Ruth's Conversion as Moabite?
I have a question about the Book of Ruth. As a Moabite, why was Ruth allowed to convert to Judaism, given the biblical injunction against accepting converts from the Moabite nation?
The Aish Rabbi Replies:
Excellent question! Before I answer, I need to add an important clarification to your question. The Torah does not exactly forbid a Moabite to convert, only to "enter the assembly of God" (Deut. 23:4). This is understood by the Talmud to mean that they may not marry a pedigreed Jew (Yevamot 77b). Thus, a Moabite may in fact convert, but may not subsequently marry into the Jewish people – but must rather marry another convert or a Jew of poor lineage. Although a Moabite may personally become Jewish and observe the mitzvot, as a result of the historic cruelty they showed to the Jewish people, the Torah did not permit their truly becoming a part of the nation (v. 5).
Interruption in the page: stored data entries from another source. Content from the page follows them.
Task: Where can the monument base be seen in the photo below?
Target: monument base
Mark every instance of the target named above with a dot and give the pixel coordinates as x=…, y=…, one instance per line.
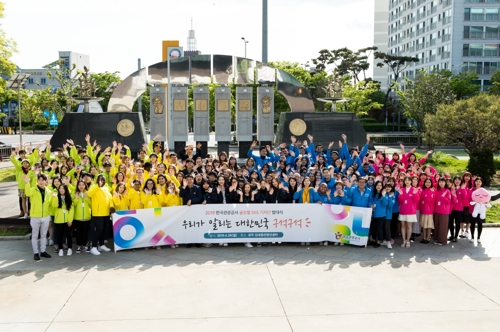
x=325, y=128
x=103, y=128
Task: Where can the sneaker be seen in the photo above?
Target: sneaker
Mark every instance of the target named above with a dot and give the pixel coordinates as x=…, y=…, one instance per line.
x=104, y=248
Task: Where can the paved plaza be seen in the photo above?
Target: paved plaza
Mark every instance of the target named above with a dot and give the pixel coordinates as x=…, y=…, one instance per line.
x=273, y=288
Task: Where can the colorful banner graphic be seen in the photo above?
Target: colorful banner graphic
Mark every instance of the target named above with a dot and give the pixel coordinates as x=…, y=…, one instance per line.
x=240, y=223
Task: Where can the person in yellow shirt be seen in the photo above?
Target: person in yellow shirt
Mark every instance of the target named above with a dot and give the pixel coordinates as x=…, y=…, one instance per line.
x=63, y=217
x=81, y=206
x=151, y=196
x=120, y=199
x=134, y=196
x=101, y=203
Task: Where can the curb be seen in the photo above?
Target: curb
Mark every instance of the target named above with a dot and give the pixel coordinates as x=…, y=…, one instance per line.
x=15, y=238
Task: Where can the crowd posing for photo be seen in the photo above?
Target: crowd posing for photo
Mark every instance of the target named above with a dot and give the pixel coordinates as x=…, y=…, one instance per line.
x=71, y=191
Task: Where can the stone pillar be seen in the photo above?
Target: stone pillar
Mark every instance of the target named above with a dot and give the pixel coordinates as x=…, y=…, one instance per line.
x=158, y=112
x=201, y=113
x=178, y=127
x=244, y=119
x=223, y=118
x=265, y=115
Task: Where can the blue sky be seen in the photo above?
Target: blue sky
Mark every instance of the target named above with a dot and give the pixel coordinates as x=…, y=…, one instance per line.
x=115, y=33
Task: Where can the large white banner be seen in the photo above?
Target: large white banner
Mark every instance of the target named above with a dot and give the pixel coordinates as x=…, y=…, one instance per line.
x=239, y=223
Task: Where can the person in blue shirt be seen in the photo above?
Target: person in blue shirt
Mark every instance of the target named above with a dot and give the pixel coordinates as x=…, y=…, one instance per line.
x=360, y=194
x=264, y=157
x=378, y=201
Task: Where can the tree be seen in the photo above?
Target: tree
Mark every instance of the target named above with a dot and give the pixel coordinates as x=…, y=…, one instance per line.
x=67, y=79
x=397, y=64
x=7, y=48
x=358, y=95
x=345, y=61
x=423, y=97
x=473, y=123
x=102, y=82
x=495, y=80
x=33, y=106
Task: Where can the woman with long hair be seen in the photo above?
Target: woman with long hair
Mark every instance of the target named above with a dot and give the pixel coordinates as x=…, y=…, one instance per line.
x=408, y=199
x=63, y=218
x=427, y=200
x=441, y=212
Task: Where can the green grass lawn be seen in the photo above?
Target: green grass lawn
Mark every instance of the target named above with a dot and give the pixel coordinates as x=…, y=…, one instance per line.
x=7, y=175
x=13, y=231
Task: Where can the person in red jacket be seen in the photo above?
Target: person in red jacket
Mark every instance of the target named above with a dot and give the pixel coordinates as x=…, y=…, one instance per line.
x=427, y=198
x=441, y=212
x=408, y=201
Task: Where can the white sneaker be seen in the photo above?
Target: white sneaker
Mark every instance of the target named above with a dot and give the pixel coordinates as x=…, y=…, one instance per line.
x=104, y=248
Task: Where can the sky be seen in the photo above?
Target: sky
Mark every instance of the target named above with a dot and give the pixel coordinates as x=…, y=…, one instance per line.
x=116, y=33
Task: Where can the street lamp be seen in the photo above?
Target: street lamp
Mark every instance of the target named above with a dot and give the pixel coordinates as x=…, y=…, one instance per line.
x=246, y=42
x=16, y=82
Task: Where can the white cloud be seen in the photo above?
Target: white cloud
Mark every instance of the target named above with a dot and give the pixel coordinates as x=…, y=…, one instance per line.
x=116, y=33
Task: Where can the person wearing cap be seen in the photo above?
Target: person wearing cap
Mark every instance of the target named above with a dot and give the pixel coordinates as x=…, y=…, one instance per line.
x=41, y=199
x=22, y=168
x=264, y=157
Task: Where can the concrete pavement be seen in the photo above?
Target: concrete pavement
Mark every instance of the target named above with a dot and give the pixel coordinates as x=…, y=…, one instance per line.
x=273, y=288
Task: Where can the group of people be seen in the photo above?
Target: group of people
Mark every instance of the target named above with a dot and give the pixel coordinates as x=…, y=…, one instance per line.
x=71, y=191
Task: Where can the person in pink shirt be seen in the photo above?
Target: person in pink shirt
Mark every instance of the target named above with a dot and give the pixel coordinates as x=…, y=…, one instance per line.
x=458, y=195
x=467, y=185
x=441, y=212
x=408, y=201
x=427, y=198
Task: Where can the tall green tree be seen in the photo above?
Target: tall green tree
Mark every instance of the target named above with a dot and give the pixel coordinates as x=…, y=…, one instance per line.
x=397, y=64
x=102, y=82
x=7, y=49
x=473, y=123
x=495, y=80
x=423, y=96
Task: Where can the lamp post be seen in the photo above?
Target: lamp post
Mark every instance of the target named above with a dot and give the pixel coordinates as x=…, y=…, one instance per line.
x=16, y=82
x=246, y=42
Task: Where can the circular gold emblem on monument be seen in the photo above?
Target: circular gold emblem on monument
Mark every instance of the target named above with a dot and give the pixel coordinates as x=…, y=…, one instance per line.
x=125, y=128
x=297, y=127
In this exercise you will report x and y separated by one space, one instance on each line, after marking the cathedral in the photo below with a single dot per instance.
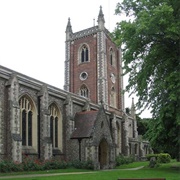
85 121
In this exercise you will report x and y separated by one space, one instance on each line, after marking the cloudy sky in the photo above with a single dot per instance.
32 34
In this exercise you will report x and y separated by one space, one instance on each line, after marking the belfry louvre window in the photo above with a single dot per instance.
84 91
55 126
84 54
112 57
26 121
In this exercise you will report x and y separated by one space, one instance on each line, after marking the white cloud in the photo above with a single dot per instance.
32 33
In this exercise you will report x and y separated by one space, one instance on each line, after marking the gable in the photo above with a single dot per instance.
84 124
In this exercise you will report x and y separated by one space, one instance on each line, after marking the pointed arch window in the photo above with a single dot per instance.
113 97
112 57
28 122
55 126
84 54
84 92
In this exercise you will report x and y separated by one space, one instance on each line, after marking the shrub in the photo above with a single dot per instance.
161 158
121 159
153 162
82 164
9 166
149 156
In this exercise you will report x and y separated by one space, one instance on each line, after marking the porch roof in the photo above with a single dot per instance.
84 123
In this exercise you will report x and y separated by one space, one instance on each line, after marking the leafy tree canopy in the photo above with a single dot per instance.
151 53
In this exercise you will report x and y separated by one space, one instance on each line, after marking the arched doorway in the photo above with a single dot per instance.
103 154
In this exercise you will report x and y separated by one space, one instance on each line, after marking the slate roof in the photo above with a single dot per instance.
84 123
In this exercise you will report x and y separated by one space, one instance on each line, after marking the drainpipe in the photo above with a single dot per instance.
79 140
39 115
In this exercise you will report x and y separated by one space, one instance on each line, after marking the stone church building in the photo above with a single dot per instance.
85 121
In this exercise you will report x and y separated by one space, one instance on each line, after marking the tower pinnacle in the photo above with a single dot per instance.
68 30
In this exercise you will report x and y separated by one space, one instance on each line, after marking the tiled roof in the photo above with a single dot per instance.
84 123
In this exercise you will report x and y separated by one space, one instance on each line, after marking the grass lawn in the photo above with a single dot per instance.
163 171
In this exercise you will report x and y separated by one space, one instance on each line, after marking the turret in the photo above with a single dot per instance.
101 20
68 30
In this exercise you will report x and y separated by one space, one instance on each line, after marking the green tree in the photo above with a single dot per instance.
142 125
150 42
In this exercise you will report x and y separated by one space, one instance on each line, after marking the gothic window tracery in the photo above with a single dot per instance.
112 57
84 54
84 92
55 126
113 97
28 121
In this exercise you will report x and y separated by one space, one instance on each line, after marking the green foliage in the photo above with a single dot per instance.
164 158
142 125
121 159
153 163
83 164
150 42
35 165
161 158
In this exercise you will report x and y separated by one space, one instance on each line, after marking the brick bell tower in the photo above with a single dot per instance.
93 65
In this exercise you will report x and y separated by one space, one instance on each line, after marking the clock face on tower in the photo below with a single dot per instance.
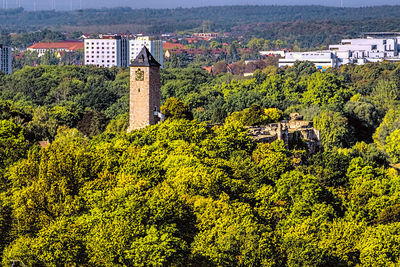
139 75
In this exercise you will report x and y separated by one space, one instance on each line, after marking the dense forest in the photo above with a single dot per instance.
187 193
306 26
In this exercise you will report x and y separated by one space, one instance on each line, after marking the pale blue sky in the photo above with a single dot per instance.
76 4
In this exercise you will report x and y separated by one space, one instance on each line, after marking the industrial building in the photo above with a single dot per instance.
65 46
375 47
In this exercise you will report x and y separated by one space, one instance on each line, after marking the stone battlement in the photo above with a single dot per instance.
289 132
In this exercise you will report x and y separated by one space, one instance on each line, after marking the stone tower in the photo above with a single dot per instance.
145 96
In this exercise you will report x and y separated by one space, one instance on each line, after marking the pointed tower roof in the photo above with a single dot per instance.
145 59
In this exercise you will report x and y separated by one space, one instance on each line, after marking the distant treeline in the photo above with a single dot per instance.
162 20
304 26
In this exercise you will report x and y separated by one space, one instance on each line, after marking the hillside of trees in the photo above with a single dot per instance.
186 193
306 26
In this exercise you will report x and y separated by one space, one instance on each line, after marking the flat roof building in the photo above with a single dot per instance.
119 51
65 46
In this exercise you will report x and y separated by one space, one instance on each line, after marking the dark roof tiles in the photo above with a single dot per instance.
145 59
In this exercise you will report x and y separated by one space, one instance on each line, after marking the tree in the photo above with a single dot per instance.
175 109
392 146
334 130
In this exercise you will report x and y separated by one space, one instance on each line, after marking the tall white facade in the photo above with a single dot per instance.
103 52
321 59
117 51
360 51
376 47
5 59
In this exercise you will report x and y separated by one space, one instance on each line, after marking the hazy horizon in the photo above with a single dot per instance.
77 4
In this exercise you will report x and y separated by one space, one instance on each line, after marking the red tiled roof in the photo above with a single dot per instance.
168 45
70 45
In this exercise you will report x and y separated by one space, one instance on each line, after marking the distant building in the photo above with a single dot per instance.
169 45
376 47
322 59
273 53
206 35
5 59
65 46
360 51
119 50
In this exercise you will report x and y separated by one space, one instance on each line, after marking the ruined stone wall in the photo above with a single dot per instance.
287 131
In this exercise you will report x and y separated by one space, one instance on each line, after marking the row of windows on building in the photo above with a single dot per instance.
88 56
98 52
103 61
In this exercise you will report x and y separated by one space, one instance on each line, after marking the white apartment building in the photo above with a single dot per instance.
5 59
119 51
103 52
154 46
322 59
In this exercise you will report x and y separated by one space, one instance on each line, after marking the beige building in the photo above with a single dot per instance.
145 95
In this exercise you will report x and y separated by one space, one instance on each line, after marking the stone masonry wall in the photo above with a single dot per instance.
144 97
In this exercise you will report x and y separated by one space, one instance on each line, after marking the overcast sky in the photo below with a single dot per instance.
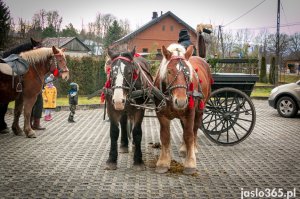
193 12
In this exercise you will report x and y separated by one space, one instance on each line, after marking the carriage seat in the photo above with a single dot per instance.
13 65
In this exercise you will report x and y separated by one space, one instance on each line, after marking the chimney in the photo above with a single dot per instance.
154 15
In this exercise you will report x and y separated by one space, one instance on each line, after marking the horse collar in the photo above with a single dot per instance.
122 58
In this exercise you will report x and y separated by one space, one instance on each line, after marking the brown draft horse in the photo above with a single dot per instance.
129 76
41 61
185 80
The question is thus not how Ruth could have converted, but how she could have subsequently married Boaz. In fact, Ruth's descendant – the illustrious King David – was hassled by some of the greatest scholars of his time claiming that Ruth's marriage had never been permitted, and so David was not fit to rule.
However, upon closer inspection we see that the Torah was precise in writing the word "Moabite" in the masculine form, indicating that only Moabite males are forbidden to marry in, but Moabite females are allowed to.
Initially her name was Gilith, but she changed it to Ruth when she married. The Hebrew name Rut (for Ruth) spelled backwards is "tur" which means dove. A dove is a bird that is allowed to be offered on the altar – symbolizing that Ruth was permitted to fully become a part of the Jewish people.